A former Ellesmere Port art student has had his portrait of one of the finest wartime leaders of the 20th century accepted by an American museum.

Hailing from the town, Douglas Edwards, now living in Virginia, was a student at the Chester School of Art in the 1950s when it was located in the city’s Grosvenor Museum.

“I spent many happy creative days at that wonderful institution,” he told the Pioneer .

Douglas Edwards with wife Olive
Douglas Edwards with wife Olive

An admirer of Sir Winston Churchill, Mr Edwards points out that January 24, 2015 will be the 50th anniversary of the wartime leader’s death.

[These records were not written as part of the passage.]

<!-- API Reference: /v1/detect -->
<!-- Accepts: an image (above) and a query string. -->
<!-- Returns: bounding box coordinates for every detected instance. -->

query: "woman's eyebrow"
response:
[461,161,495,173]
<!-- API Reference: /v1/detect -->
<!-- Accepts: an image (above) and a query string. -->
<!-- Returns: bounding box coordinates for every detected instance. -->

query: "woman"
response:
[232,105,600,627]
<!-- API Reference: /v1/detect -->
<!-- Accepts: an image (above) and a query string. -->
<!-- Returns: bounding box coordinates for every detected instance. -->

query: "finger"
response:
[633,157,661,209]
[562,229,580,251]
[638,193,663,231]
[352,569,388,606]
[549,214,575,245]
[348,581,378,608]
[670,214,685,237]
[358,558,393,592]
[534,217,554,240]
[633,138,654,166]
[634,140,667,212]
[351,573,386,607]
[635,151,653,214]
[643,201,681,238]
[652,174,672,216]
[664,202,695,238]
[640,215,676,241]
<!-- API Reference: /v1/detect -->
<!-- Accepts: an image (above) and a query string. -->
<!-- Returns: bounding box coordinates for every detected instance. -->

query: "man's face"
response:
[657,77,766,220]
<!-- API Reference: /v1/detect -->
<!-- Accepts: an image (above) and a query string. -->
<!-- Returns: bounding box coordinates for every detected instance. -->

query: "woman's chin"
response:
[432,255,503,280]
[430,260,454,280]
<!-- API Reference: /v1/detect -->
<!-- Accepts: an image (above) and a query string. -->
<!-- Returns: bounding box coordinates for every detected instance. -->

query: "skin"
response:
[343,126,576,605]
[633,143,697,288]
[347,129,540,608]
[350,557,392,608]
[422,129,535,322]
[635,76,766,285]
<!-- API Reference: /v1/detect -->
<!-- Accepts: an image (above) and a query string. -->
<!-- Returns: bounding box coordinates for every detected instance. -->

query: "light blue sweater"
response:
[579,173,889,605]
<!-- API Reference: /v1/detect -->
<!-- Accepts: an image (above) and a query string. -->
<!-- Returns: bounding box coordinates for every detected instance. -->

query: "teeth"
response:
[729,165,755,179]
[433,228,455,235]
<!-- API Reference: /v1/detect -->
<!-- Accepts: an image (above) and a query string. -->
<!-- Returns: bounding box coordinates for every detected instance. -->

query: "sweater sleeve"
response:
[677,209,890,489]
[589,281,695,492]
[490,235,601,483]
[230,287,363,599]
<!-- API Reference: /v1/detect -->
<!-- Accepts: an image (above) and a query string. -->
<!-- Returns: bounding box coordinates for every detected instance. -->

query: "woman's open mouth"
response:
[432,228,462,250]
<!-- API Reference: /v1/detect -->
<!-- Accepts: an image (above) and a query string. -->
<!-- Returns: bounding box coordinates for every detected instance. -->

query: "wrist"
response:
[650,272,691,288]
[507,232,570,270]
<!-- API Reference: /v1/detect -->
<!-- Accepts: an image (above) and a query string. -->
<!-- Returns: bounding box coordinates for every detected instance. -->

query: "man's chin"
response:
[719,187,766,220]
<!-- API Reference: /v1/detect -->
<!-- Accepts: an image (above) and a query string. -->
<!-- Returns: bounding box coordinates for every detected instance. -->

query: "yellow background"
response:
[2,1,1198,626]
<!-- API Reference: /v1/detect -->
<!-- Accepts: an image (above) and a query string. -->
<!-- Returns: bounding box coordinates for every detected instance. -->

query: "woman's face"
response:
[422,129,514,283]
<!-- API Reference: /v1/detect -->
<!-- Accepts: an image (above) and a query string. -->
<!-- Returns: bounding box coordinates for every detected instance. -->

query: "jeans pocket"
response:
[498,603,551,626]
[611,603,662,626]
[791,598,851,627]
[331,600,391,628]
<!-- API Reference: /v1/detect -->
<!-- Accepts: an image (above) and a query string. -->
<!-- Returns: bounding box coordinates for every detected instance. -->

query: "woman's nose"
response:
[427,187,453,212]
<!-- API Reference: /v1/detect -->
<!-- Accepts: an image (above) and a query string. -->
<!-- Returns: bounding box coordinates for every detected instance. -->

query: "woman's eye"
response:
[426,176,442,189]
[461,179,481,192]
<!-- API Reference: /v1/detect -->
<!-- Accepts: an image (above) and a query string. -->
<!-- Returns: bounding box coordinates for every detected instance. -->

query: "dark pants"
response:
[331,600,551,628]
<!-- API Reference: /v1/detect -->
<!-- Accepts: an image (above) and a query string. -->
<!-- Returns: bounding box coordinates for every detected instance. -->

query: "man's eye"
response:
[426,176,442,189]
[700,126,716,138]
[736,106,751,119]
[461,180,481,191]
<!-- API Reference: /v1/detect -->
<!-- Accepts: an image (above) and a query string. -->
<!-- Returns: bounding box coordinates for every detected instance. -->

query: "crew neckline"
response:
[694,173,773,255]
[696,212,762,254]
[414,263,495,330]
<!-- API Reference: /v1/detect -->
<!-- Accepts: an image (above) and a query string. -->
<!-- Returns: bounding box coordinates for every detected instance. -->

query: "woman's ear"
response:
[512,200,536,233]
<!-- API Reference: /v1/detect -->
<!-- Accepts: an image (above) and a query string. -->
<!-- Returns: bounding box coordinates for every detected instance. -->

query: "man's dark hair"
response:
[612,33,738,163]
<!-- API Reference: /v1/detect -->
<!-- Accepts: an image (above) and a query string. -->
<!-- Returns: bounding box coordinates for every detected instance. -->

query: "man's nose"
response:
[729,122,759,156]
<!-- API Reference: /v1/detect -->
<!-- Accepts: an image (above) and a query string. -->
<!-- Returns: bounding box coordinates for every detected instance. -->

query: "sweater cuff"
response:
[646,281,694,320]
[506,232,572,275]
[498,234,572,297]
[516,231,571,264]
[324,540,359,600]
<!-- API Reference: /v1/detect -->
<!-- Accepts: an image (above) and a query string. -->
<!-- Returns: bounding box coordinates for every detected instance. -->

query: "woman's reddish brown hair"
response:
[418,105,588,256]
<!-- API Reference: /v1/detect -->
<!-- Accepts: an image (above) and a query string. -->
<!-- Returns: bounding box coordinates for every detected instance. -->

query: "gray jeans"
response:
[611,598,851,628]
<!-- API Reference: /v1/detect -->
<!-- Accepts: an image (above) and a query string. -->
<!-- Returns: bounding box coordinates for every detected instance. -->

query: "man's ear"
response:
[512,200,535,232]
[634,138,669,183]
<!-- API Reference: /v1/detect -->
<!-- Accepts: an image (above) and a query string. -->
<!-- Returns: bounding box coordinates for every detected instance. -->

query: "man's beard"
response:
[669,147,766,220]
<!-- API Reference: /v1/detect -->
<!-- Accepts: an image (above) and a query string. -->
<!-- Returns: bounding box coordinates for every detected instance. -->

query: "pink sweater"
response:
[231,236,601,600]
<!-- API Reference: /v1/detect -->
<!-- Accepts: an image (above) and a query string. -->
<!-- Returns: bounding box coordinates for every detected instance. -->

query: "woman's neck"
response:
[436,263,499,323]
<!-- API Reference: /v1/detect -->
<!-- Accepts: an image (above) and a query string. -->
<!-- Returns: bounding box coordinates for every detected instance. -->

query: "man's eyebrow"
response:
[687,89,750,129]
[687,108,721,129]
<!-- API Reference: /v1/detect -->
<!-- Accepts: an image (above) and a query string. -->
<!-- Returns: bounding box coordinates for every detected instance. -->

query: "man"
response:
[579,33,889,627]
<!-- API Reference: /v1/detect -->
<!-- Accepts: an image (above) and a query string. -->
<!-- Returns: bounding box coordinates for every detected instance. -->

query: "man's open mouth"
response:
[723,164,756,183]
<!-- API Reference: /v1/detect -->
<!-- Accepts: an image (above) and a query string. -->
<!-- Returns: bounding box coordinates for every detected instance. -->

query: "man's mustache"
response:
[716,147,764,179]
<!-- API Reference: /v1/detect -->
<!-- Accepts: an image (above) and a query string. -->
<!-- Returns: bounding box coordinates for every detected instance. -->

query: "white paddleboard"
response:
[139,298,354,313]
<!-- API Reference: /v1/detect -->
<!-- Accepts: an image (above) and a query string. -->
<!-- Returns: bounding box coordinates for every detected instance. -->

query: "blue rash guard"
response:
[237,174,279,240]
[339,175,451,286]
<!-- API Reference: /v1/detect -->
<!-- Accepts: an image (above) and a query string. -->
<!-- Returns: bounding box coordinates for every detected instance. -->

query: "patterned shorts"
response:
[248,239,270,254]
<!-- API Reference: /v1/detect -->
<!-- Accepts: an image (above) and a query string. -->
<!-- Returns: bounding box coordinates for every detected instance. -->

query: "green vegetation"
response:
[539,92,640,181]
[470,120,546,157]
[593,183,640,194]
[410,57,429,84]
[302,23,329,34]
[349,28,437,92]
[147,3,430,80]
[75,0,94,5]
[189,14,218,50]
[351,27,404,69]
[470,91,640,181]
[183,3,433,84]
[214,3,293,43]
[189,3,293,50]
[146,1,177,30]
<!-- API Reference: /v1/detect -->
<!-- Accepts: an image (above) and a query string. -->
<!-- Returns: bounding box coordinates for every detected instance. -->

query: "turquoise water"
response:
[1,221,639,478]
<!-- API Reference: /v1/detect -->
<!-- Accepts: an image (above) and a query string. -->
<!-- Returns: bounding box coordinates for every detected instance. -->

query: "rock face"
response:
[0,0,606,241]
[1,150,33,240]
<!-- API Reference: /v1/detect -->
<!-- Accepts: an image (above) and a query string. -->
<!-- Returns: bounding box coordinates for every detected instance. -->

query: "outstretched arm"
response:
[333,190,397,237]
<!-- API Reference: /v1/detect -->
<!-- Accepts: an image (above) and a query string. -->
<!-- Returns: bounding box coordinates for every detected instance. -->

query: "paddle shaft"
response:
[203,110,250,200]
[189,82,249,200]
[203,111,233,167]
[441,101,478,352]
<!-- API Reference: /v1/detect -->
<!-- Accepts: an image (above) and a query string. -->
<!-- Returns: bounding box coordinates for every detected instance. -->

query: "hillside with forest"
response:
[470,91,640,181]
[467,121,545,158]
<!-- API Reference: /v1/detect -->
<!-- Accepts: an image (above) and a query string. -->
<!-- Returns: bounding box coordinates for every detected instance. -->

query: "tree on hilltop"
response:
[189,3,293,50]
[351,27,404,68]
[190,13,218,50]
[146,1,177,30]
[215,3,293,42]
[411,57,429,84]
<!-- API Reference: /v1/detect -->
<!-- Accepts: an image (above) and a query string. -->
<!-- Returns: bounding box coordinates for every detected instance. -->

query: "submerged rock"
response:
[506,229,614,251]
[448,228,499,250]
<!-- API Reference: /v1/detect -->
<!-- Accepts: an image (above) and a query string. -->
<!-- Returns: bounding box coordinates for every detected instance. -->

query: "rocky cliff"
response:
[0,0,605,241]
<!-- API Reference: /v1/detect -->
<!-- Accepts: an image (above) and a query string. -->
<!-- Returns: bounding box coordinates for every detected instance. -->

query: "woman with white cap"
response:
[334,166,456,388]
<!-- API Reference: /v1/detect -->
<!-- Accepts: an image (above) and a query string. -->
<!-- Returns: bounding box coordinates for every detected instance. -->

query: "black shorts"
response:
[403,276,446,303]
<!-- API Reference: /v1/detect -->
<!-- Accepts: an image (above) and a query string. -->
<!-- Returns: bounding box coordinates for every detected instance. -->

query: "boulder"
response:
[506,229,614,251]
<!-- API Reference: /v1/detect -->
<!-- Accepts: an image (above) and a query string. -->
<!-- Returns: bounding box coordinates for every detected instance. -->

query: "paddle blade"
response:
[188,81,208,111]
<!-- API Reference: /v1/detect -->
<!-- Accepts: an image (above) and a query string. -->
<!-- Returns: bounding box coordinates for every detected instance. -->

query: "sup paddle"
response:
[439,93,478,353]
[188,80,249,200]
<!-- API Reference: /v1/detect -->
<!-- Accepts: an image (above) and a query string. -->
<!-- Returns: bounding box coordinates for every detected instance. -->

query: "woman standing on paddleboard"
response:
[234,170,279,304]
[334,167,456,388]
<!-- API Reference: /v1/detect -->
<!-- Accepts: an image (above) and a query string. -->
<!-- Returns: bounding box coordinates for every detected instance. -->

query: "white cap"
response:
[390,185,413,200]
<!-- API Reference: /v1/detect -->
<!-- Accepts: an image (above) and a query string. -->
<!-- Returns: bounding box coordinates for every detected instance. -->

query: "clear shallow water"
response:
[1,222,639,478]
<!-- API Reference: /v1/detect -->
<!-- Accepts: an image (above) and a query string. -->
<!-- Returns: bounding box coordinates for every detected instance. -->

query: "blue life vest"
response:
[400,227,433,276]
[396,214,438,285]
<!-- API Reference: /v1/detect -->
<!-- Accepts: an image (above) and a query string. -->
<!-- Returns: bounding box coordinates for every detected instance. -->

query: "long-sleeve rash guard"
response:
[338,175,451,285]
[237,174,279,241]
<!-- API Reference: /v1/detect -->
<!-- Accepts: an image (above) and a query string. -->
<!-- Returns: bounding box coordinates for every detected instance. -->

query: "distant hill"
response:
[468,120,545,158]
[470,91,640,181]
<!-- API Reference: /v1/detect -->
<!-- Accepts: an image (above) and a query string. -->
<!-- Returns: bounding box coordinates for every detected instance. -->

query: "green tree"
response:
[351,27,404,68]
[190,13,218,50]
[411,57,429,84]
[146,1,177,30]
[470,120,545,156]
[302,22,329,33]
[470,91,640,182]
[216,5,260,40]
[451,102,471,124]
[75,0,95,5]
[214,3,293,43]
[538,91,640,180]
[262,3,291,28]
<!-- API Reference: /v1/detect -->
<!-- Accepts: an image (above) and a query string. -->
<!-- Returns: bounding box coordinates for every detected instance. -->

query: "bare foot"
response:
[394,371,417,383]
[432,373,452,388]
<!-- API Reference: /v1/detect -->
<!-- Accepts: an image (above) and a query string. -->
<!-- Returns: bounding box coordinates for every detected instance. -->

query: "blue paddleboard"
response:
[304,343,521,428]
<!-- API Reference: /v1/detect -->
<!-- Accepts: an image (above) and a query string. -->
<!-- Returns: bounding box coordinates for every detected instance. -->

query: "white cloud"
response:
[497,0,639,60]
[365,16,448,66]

He said: “I decided to pay my respects to the man whom I consider the United Kingdom's greatest statesman by painting his portrait in oils and setting the sitter in his study at Chartwell.

“Shortly after this painting was completed I sent a copy to his granddaughter, Edwina Sandys, who, like her grandfather before her, is herself a famed artist.

“A week later I received a personal phone call from Ms Sandys in New York City thanking me for my rendering and advising me that she felt my portrait was one of the finer paintings she had seen of her dear grandfather.

“Ms Sandys questioned whether I would consider donating it to the institution designated by the United States Congress as America's ‘National Churchill Museum’ and I agreed to donate the portrait.

“Ms Sandys, a board member, was instrumental in getting it accepted at the museum that so reveres her grandfather whom, as we know, was born of an American mother and himself honoured by the United States of America with the gift of American citizenship.”

The museum, in Missouri, is on the spot where Churchill made one of his most famous speeches, first referring to an Iron Curtain descending across Europe from the Baltic to the Adriatic.